出会う少女は3

 僕が席に着くと、隣には今朝電車の中で助けた女子高生が座っていた。

「朝からいいことして、試験会場で喧嘩をして・・忙しいね」

 彼女はくすくすとおしとやかに笑っていた。笑い方までもが鈴蘭によく似ている。ここまで似ていると、彼女が生きていて、記憶が無くなっているだけなんじゃないかと錯覚してしまう。

 けれど胸の名札を見るに違う。それもそうだろう。そんな奇跡がそうあるわけないのだ。

「・・・・別に僕から仕掛けたわけじゃない・・・・それよりも、やっぱり今日の試験を受けに来ていたんだな。確証はなかったけどそんな気はしていたよ」

「私も驚いたよ。私と同じ類の人が同じ日に試験を受けに来るなんて。親御さんに反対されなかったの?」

「反対されるも何も親は死んだんだ。魔族に襲われて・・・・この学校を受けようとしたのは自分の意思だよ」

「あ・・・・なんかごめんなさい。そうだよね。ここにはそういう人も来ているはずなのに家族の話を持ち出すなんて・・・・」

「いや、別に気にしなくていいよ。別に親の弔いが理由のすべてなわけじゃないから。それより同じ類の人って言ったよな。ということはやっぱり君も?」

「そう、私も同じ。そうだ! 後でゆっくり話もしたいし、実技試験を私と組んでくれないかな?」

 この学園の編入試験には学科と実技試験の二つがある。

 学科は一般学生と同じもの。仕事柄が、ほかの人たちと違う魔族狩りだけれど、本来レスキューと同じように扱われるために、一般常識としてほかの学生と同じ学力が試される。ただこの学科試験は合格条件の約三割の役割しかない。

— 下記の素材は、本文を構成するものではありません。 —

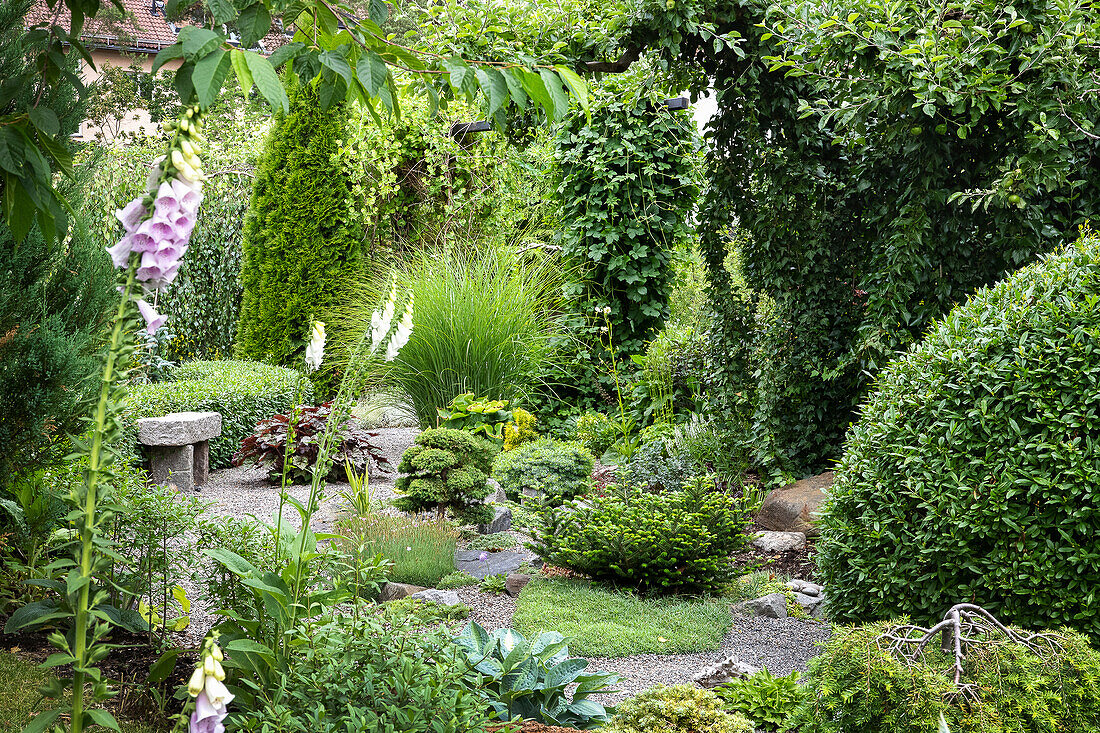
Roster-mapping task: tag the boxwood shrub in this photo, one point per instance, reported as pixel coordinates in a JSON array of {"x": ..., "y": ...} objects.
[
  {"x": 244, "y": 392},
  {"x": 556, "y": 470},
  {"x": 677, "y": 542},
  {"x": 974, "y": 472},
  {"x": 857, "y": 686}
]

 この編入試験の合格条件は、七割を満たせばいいがゆえに極端な話、学科試験が零点だったとしても、実技試験で満点さえとってしまえば合格することは可能なのだ。それぐらいこの学園では実技というものが重要視されている。

 それも当然だろう。一般常識があり、勉強ができればいいことはあるのだろうけれど、結局動けなければ、魔族を狩れなければ、この仕事は成り立たない。

 その重要視されている実技試験。

 毎年内容は少しずつ違っているらしいが、毎年同じこともある。

 それは二人ペアで必ず行われること。

 仲間意識のある人間か、他人を信じられる人間であるか、それを分かったうえで連携が取れる人間であるか。

 それが取れない人間はたとえ優れているとしても、魔族狩りになる資格がないという。それがこの編入試験の方針だ。

 単独行動や仲間に対する配慮が足りない人間は、問答無用で試験から退場、なんてことも過去にはあったらしい。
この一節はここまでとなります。